I'm having trouble seeing all those hordes of JPII kids who are going to save Catholicism. Maybe they are in the confessionals.
Peter Steinfels has a piece on Commonweal which is receiving a lot of interest. He deals with the exodus of US Catholics from the pews and some of the reasons for it. One of the points I was personally glad he made is the incredible disconnect between the reporting about the John Paul II generation of youth and that generation's real representation in the pews. Which is about nil. One of the major reasons for this, at least as found by current research, is the younger generations are turned off by the conservative politics of Church leadership. This includes conservative political attitudes towards social justice and ecological issues as well sexual morality. This is not just true for Catholic youth, but plays across the whole spectrum of Christian denominations.
From my perspective it seems Evangelical Protestants have a better grasp of this situation than our Catholic leadership--at least our most vocal Catholic leadership. For instance, there have been more pleas for real understanding of the gay bullying issue from Evangelicals while Catholic leadership has been stunningly silent. Unfortunately this silence is the exact wrong strategy to use if the Church really gave a damn about the loss of it's youth. These youth have gone way beyond concern about gay issues. In their minds gay rights is a done deal.

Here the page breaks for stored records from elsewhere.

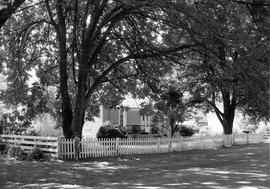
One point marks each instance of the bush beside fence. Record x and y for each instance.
(48, 145)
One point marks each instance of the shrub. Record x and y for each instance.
(38, 155)
(109, 130)
(154, 129)
(17, 153)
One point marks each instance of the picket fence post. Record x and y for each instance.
(58, 155)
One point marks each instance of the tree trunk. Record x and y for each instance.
(81, 100)
(172, 128)
(65, 99)
(6, 13)
(229, 106)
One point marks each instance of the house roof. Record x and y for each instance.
(132, 102)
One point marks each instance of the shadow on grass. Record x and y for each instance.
(237, 167)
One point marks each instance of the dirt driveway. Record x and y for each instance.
(243, 167)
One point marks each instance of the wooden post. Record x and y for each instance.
(158, 144)
(247, 138)
(58, 153)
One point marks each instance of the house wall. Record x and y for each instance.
(133, 117)
(111, 115)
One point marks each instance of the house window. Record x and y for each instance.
(121, 120)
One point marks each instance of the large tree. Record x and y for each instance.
(230, 66)
(7, 8)
(87, 47)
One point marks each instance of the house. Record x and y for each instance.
(127, 115)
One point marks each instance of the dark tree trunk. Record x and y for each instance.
(65, 103)
(229, 106)
(172, 123)
(81, 100)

In my own experience it is the description of the kind of God implied in conservative political ideology that is a major stumbling block for these younger generations. So many of them have grown up in split families that the patriarchal God of the Old Testament doesn't have much resonance. They haven't experienced the kind of family order that conservatives are trying to say is God's order. When serial monogamists like Newt Gingrich give speeches about the divine nature of this family order, they smell hypocrisy and exit stage left.

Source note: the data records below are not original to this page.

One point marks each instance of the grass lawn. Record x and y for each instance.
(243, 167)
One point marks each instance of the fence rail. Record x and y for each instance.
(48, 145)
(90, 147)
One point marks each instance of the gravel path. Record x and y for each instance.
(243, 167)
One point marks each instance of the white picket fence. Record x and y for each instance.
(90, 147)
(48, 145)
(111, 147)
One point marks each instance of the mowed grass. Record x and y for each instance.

For a lot of them paternity is not about a benevolent male authority figure, it's about male abandoment.
I don't actually have any idea as to how the current version of Catholicism is going to successfully make any inroads with these younger generations. I was really disappointed with the roll out of Benedict's new Vatican dicastery for the evangelization of the old Catholic strongholds. Archbishop Reno Fisichella sounded as if he didn't have a clue as to what his assignment was about. The best he could offer was he would get right on adding other languages (other than Italian and Latin) to the not yet fully constructed website for the not yet thought out plan by the not yet staffed dicastery. Great.

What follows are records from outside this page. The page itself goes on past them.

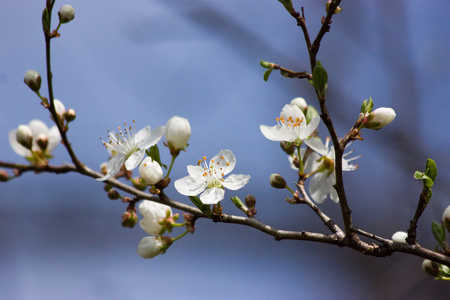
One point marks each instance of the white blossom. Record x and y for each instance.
(291, 126)
(151, 171)
(178, 132)
(152, 213)
(149, 247)
(208, 178)
(38, 131)
(129, 147)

Maybe this lack of foresite for Benedict's new initiative indicates the Vatican is aware of some hard facts. Unless there is a massive change in the conceptualization of Catholic theology and a true reformation of how the Church does business it will not survive as a meaningful entity. Benedict has decided that survival of the current model of the Church is worth any cost. He is throwing verbal tokens in the direction of the lost sheep while spending the vast majority of his energy upholding the current clerical system and espousing the pre Vatican II Christology which is so necessary to that clerical system.
This is a Church which is essentially preaching to the maturity and intellectual level of naive high schoolers. Benedict's vision of the 'simple people' sometimes seems as if he sees his core audience as one big class of freshmen college students and his classroom is fully committed to the idea of 'en loco parentis'. This most certainly seems to be what he is seeking in seminary candidates and episcopal appointments. It is a recipe for virtually the total loss of the thinking West, but also most of the developing third world.
Worse than this, it makes the statement loud and clear that caring for souls is not what he is about. He is about saving the clerical Church. Evangelization implies a moving out towards others. Benedict's Church is telling Catholics it is our duty to move towards the stagnant center of Rome, not the Church's duty to reach out to the evolving margins. This is matched by his idea of ecumenism in which he has reached out for the most reactionary components of historical Catholicism while silencing or condemning the progressive components.
If the question for Catholics is sacrificing emotional maturity and intellectual integrity for the sake of full communion in the Church, the numbers that Peter Steinfels laments are only going to get worse. As long as the restorationist movement holds sway in Rome, the Roman Church will continue to shrink. Maybe it's time disaffected Catholics started buying up some of the property the shrinking Roman Church is selling. No reason their loss shouldn't be someone else's gain.